On en parle depuis des décennies. « Mais cette fois c’est parti » s’est félicité Olivier Carré président d’Orléans Métropole lors de la présentation du « plan guide » d’aménagement du Parc de Loire qui sera adopté jeudi lors du conseil métropolitain. L’aménagement d’un vaste parc de loisirs autour de l’Ile Charlemagne est en effet programmé depuis les années 80 alors que Jacques Douffiagues était encore maire. Mais cette fois le projet est sorti des cartons, les grandes orientations seront adoptées ce jeudi tandis qu’un AMI (Appel à Manifestation d’Intérêt) lancé l’an prochain permettra d’adopter le plan définitif. Entouré de Mathieu Schlésinger maire d’Olivet et vice-président de la Métropole en charge du dossier mais aussi des maires de Saint-Denis-en-Val, Saint-le-Blanc et Saint-Cyr-en-Val Olivier Carré a donc dévoilé ce projet qui se voudra un « lieu de respiration de la nature et du paysage ».

Passerelle sur la Loire

Autour de l’Île Charlemagne sur une surface globale de 340 hectares, la Métropole (qui va reprendre tous les terrains appartenant aux communes) veut proposer de nombreuses activités sportives et de loisirs (activités nautiques, sports de sable, aire de grands jeux, zones de pêche, hébergements insolites, etc.). Mais aussi un site de découvertes et d’éducation à la nature avec un « fil de Loire », une promenade aménagée depuis le pont Thinat jusqu’au parc et avec sans doute une liaison avec le futur pont à l’Ouest projeté par le conseil départemental.

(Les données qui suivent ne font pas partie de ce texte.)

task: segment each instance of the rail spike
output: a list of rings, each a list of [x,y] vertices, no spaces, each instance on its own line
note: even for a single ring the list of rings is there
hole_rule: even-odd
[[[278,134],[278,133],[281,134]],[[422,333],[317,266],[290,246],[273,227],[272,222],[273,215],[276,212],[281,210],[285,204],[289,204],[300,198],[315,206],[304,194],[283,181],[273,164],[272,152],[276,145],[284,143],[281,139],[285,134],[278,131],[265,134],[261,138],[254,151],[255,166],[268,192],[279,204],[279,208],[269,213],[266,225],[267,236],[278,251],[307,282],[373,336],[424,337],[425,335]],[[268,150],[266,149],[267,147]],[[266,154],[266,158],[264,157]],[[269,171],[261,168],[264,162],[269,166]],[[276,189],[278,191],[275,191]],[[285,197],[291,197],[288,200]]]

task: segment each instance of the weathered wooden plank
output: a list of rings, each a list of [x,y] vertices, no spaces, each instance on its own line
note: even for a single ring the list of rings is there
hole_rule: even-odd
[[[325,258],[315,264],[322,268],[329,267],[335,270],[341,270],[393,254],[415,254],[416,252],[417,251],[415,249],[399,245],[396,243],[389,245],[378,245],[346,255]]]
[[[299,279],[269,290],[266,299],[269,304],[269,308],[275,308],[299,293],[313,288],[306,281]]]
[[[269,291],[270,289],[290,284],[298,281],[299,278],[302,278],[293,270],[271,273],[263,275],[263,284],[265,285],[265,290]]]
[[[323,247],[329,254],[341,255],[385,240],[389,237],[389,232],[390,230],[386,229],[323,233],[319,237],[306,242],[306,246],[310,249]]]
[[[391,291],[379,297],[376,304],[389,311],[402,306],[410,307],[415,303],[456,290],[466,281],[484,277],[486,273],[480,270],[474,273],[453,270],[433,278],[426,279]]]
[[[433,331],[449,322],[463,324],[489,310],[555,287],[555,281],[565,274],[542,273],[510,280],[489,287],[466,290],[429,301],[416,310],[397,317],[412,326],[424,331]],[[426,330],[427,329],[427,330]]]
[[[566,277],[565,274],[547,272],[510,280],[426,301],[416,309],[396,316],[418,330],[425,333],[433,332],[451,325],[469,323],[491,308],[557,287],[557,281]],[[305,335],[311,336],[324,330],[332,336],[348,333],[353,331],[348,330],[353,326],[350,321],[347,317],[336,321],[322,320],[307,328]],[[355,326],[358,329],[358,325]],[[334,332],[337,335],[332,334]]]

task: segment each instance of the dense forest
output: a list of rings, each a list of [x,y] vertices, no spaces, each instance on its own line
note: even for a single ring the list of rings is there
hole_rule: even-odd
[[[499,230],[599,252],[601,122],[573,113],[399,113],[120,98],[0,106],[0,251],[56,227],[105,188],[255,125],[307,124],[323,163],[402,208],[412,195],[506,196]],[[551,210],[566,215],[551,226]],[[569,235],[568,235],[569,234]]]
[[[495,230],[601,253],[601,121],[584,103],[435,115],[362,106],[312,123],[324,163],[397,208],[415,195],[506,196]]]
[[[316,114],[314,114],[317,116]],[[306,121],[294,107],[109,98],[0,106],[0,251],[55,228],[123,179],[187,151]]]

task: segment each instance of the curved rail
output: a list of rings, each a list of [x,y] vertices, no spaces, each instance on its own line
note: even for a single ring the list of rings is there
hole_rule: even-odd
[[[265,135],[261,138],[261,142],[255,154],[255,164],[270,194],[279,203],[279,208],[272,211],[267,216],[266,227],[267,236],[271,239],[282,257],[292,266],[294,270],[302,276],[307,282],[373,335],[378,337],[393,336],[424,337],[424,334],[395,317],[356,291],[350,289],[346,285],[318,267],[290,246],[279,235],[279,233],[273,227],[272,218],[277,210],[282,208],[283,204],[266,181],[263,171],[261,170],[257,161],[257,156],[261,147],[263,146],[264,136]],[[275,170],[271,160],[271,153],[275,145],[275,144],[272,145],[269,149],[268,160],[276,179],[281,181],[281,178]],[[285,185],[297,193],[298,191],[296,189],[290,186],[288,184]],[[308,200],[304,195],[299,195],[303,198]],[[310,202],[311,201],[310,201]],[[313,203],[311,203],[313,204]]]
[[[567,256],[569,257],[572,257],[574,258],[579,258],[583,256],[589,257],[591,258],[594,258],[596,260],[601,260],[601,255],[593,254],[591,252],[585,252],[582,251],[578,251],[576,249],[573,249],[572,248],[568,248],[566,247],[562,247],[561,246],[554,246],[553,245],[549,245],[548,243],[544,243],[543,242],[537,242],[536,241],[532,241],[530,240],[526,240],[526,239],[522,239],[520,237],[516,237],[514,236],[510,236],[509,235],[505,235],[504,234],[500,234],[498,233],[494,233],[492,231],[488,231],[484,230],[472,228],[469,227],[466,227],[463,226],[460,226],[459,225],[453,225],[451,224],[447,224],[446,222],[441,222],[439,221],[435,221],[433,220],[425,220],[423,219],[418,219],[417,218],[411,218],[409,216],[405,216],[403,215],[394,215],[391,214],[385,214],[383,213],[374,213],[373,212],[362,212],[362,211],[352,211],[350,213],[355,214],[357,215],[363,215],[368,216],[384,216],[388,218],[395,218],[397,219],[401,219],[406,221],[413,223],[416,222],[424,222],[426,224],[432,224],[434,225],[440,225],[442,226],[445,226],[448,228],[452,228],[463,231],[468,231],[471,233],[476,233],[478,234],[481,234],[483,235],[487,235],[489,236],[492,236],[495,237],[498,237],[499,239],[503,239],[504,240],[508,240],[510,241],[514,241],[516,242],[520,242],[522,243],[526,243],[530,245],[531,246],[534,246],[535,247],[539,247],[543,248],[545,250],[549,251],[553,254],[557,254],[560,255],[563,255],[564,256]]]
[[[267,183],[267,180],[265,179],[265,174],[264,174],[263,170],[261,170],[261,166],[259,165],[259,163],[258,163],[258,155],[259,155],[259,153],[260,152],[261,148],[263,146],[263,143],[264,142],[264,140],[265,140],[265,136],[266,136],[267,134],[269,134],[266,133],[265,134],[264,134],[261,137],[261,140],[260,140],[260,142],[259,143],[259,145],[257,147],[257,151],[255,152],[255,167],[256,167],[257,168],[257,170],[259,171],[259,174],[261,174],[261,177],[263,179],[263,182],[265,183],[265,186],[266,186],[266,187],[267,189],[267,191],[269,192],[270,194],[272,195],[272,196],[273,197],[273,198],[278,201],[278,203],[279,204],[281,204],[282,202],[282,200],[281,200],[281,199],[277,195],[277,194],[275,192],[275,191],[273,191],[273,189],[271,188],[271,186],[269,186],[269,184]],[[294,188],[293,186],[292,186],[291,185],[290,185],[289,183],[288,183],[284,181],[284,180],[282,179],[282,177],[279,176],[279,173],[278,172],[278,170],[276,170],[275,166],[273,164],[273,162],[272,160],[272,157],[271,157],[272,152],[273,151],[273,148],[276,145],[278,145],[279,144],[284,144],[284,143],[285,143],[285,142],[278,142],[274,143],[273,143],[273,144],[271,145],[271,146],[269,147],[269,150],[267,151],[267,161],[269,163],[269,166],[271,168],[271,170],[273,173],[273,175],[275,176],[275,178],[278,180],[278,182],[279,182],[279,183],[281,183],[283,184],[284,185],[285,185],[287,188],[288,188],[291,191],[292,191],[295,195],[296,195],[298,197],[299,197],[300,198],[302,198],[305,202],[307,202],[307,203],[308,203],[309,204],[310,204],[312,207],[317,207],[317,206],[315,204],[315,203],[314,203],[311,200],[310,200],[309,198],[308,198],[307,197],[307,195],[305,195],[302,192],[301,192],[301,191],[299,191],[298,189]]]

Les aménagements ne verront pas le jour avant 2020 ou 2021. Pourtant des travaux de verdissement et de plantations seront entrepris par anticipation dès cette année tandis que des jeux pour enfants (600.000 euros) « totalement innovants » seront installés au printemps prochain. « Nous ne ferons pas n’importe quoi”, insiste Olivier Carré, “ce sera un parc entièrement gratuit pour les familles, avec des aménagements doux, pérennes et durables ». L’automobile (avec cependant du stationnement renforcé) n’y aura donc pas droit de cité au contraire des mobilités douces.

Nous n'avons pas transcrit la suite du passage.